Lockwood v. Hicks and Nationwide Ins. Co., CV 05-4256

Type of Case: Motor Vehicle Collision & Workers Compensation Facts: At about 6:30 am on April 18, 2005 the Defendant lost control of is car. His car went off the roadway at over 50 miles per hour and across an apartment complex parking lot. The car hit a van parked in front of the Plaintiff’s apartment. The force of the impact launched the van into the Plaintiff’s apartment where the Plaintiff was sitting on his living room sofa having a cup of coffee and checking his morning office e-mail on his laptop. The van partially landed on the Plaintiff shattering his collar bone and severely injuring his foot as well has hurting his back and neck. The Defendant claimed he blacked out because of a sudden medical emergency, which is a defense to a claim of negligence under Alabama law. During the discovery phase of the lawsuit, it was determined that the Defendant’s “black-out” was caused by his misuse of medications.  Mark Wolfe represented the victim in his liability case as well as his workers’ compensation case.  A policy limits settlement was reached in the liability case and the victim received a Permanent Total Disability award on the workers compensation claim.

Westbrook, et al v. Jones, CV-00-1173

Type of Case: Wrongful Death-Motor Vehicle Collision Facts: This tragic accident occurred on June 20, 1999 in Mobile County, Alabama when a drunk driver ran a red light at a high speed and crashed into a van occupied by the Westbrook family and friends as they were returning from a trip to Disney World. Four year old Joia White was killed in the accident and her grandfather, Elmore Westbrook, Jr. died about two weeks later from complications of his injuries. Because there was limited insurance coverage available, Mark Wolfe did not charge a fee for his services. A 2.5 million dollar judgment was obtained against the drunk driver for the victims and their families.
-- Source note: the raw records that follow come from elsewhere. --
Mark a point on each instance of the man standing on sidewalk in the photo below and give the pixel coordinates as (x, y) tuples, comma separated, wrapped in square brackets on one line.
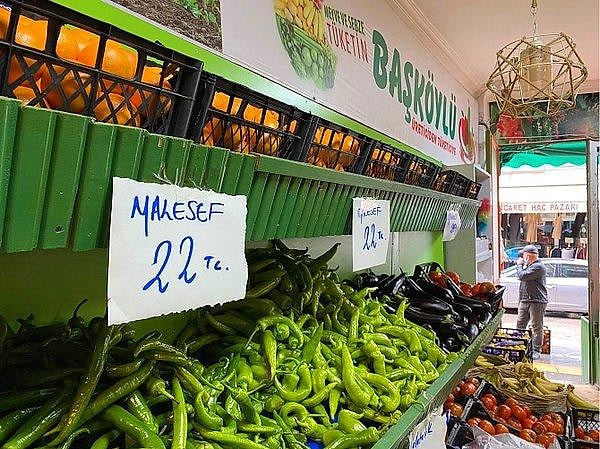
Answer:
[(533, 296)]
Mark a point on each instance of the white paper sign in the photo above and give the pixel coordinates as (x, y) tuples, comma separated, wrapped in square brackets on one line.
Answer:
[(429, 433), (452, 225), (173, 249), (370, 232)]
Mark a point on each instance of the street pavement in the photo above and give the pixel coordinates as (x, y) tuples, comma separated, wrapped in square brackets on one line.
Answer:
[(563, 364)]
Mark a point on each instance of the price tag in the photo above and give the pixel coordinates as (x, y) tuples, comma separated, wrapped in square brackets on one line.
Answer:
[(452, 225), (429, 433), (370, 232), (173, 249)]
Holmes v. Progressive Halcyon Insurance Company, U.S. Federal District Court No.1:07-487

Type of Case: Motor Vehicle Collision  Facts: On July 29, 2005 Dewana Holmes of Mobile was driving in Montgomery. As she was stopped in traffic her vehicle was rear-ended by another driver. At first, she did not think she was injured bad enough to require a trip to the emergency room. However, after a few days the pain complaints in her lower back had gotten worse and she sought follow up care from her family doctor in Saraland. This began a long and arduous course of care and treatment which ultimately required surgery for a herniated disk in her lower back. The surgery did not fully relieve her pain complaints and she ultimately had to stop her work as an insurance billing clerk for an area dentist. The insurance company for the at-fault driver eventually paid the limits of their liability insurance coverage, but that amount was inadequate to compensate Dewana for the totality of her injuries. Because of this she filed a lawsuit against her own automobile insurance carrier (Progressive)for underinsured motorist benefits. Progressive vigorously denied her claim for benefits and aggressively defended the case. At trial, the Progressive attorney told the jury that Dewana and her husband were trying to “put one over” on their insurance company. The jurors did not believe that and after only 30 minutes of deliberation they returned a verdict for Dewana in the amount of $205,721.07 which was the exact amount requested by BF&W attorney Mark Wolfe in his closing argument.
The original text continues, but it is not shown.